In total, for the period from 10 March to 15 March 1944, the scouts under the command of Babanin continuously supplied the command with valuable information, captured 13 "languages", exterminated more than two hundred Nazis.

He was awarded the title of Hero of the Soviet Union for his participation in the crossing of the Dnieper in the Kakhovka region near the village of Dremaylovka, Berislavsky district, Kherson region. Babanin received an order from the corps commander to cross the Dnieper, seize the language there and, if possible, gain a foothold on the right bank.

By decree of the Presidium of the Supreme Soviet of the Soviet Union of 3 June 1944, for courage, bravery and heroism shown in the fight against the Nazi invaders, Guard Captain Babanin was awarded the title of Hero of the Soviet Union with the Order of Lenin and the Gold Star medal (No. 3875).

Later he participated in the liberation of Hungary, Austria, Czechoslovakia.

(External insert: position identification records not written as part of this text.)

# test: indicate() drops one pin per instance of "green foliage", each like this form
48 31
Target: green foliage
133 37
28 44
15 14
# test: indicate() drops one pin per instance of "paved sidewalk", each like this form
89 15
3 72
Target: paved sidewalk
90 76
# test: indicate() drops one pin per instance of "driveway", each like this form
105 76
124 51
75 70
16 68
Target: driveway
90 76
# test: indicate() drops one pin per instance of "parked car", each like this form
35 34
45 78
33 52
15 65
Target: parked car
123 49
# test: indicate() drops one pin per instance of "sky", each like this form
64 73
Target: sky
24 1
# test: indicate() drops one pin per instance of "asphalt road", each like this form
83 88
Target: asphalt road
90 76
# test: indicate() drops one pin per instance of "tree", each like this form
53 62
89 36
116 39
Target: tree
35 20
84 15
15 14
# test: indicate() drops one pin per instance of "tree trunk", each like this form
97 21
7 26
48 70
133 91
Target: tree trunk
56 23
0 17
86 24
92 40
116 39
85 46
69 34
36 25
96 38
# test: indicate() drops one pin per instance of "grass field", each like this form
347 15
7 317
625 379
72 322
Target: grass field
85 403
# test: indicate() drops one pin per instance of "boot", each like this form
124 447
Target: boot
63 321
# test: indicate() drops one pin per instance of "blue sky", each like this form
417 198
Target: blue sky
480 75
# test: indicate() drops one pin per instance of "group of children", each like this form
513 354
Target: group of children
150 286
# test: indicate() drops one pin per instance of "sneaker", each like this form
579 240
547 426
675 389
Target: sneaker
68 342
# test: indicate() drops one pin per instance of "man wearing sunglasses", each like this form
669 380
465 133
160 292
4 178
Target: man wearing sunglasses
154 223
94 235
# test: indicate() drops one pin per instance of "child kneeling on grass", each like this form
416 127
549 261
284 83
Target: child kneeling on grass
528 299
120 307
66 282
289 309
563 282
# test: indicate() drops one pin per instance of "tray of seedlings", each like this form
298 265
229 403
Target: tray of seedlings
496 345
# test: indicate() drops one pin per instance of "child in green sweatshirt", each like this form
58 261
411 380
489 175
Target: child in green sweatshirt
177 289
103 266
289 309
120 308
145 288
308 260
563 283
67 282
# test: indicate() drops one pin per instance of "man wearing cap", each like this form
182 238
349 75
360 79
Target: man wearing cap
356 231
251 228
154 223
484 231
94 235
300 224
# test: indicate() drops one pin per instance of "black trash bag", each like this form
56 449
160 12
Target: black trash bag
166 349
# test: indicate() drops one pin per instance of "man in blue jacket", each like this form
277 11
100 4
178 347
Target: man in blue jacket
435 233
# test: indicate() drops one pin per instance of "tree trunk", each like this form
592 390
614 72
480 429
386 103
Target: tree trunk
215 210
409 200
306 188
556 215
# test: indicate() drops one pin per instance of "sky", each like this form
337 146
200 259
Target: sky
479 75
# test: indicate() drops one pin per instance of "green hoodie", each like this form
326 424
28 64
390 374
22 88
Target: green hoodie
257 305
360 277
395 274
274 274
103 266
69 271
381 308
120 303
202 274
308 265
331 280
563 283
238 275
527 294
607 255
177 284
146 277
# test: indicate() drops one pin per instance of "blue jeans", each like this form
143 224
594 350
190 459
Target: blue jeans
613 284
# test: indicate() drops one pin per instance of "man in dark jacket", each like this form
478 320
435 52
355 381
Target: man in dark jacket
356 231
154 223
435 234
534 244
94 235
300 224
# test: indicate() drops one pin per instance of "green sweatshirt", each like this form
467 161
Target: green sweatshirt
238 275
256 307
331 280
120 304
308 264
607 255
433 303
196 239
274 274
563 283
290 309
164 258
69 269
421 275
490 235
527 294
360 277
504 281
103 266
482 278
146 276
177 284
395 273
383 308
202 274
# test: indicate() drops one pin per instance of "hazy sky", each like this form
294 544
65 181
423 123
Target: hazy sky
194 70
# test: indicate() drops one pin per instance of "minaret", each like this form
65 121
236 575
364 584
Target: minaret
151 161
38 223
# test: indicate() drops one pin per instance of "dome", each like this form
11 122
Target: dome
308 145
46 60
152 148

After the war he continued to serve in the army. In 1949 he graduated from the Higher Armored Officer School. In 1957, Colonel Babanin was in the reserve. He lived in Minsk, worked as a military instructor at secondary school No. 118. He died on 11 May 1990.

==Awards==
- Medal "Gold Star" of the Hero of the Soviet Union (No. 3875)
- Order of Lenin
- Order of Kutuzov III degree
- Order of the Patriotic War, 1st class
- Order of the Patriotic War II degree
- Three Orders of the Red Star
- Medals including:
- Medal "For the Victory over Germany in the Great Patriotic War 1941-1945"
- Jubilee Medal "Twenty Years of Victory in the Great Patriotic War 1941-1945"
- Jubilee Medal "Thirty Years of Victory in the Great Patriotic War 1941-1945"
- Jubilee Medal "Forty Years of Victory in the Great Patriotic War 1941-1945"

==Literature==
- Heroes of the Soviet Union: A Brief Biographical Dictionary / Prev. ed. Collegium I. N. Shkadov. - M .: Military Publishing, 1987. - T. 1 / Abaev - Lyubichev /. — 911 p. — 100,000 copies. — ISBN ots., Reg. No. in RCP 87–95382.